By Lyle Harris
The reception I’ve received from well-wishers welcoming me back to TSR (Uh-huh, that’s what I’m calling the SaportaReport from now on) has been flattering, as well as humbling. My sincere thanks to everyone who has posted a message on this website, texted, tweeted, emailed or called me with their congratulations on my admittedly wayward return to journalism. I truly appreciate your support and I’ll do my best not to screw this up.
While all that goodwill is still fresh on my mind, I wanted to highlight the comments of Shirley Franklin who is not only the former Mayor of Atlanta, but also a whip-smart policy wonk and all-around good egg. In her brief post on my column, Franklin politely encouraged me to broaden my editorial focus beyond the core issues of transportation, the abysmal state of local media and, last but not least, marijuana.
Franklin wrote: “Wish you would add public education to your portfolio. It is at least as important as marijuana.”
No argument there, Madame Mayor. Given all the pressing challenges facing our community, Franklin raises a good point. Since other readers may have had the same concern, I want to explain my decision to use some of this highly prized real estate on TSR to write about the potential for the rapidly expanding cannabis industry to someday transform our state and our region.
Simply put, if handled correctly, comprehensive marijuana policy reform could be one of the single-most effective instruments to address a raft of intractable problems here in Georgia (and elsewhere) such as struggling schools, unemployment, poor healthcare outcomes and the tragic race and class disparities inherent in our criminal justice system.
In future columns, I’ll hone in on the specific benefits that thoughtful changes to Georgia’s current, misguided marijuana laws are likely to yield in some of those other areas of public policy. For now, let’s stick with Franklin’s original point – education – and consider the potential relationship between readin’, ‘ritin, ‘rithmetic… and reefer.
For the record, I don’t endorse anyone under 21 consuming any form of marijuana unless it’s under a physician’s care. Ever. That said, if Georgia were to follow the example of Colorado, which in 2012 legalized the use of recreational marijuana, the sales tax collected in our state could be a boon to urban and rural school districts that are perennially short on funding.

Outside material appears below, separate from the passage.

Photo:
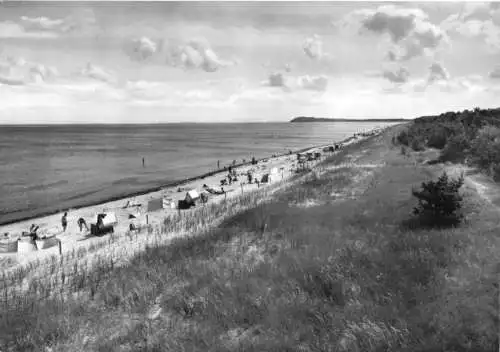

According to the Tax Foundation, an independent tax policy research organization, Georgia could generate an estimated $169 million to $281 million annually by taxing the sale of recreational marijuana. Like the handful of other states that have approved recreational marijuana sales through ballot initiatives, Colorado earmarks the first $40 million it collects each year in cannabis sales taxes for school construction. Although tax revenues were $14 million short of initial expectations in the first full year of legalization, Colorado is now on track to collect at least $143 million in 2016, which is more than double the $70 million projection made before their statewide referendum was passed. You can read the Tax Foundation’s full report here.
Money, of course, isn’t the sole indicator of educational success. But research consistently shows that it’s a darn good one, especially when it comes to low-income students, according to this recent study by the Washington Center for Equitable Growth.
Sadly, Georgia is still light-years away from adopting more compassionate and enlightened laws for patients suffering with debilitating illnesses who could benefit from medical marijuana. Despite the desperate need, any discussion of legalizing marijuana for any purposes is a non-starter. At least for now.
But there are nine other states that have marijuana measures on the ballot in the November 8 general election; several of them include set-asides to fund education that are similar to Colorado’s. If Georgians are serious about providing ALL of our students with a fair shot at a great public education, then we can’t stay in the back of the class.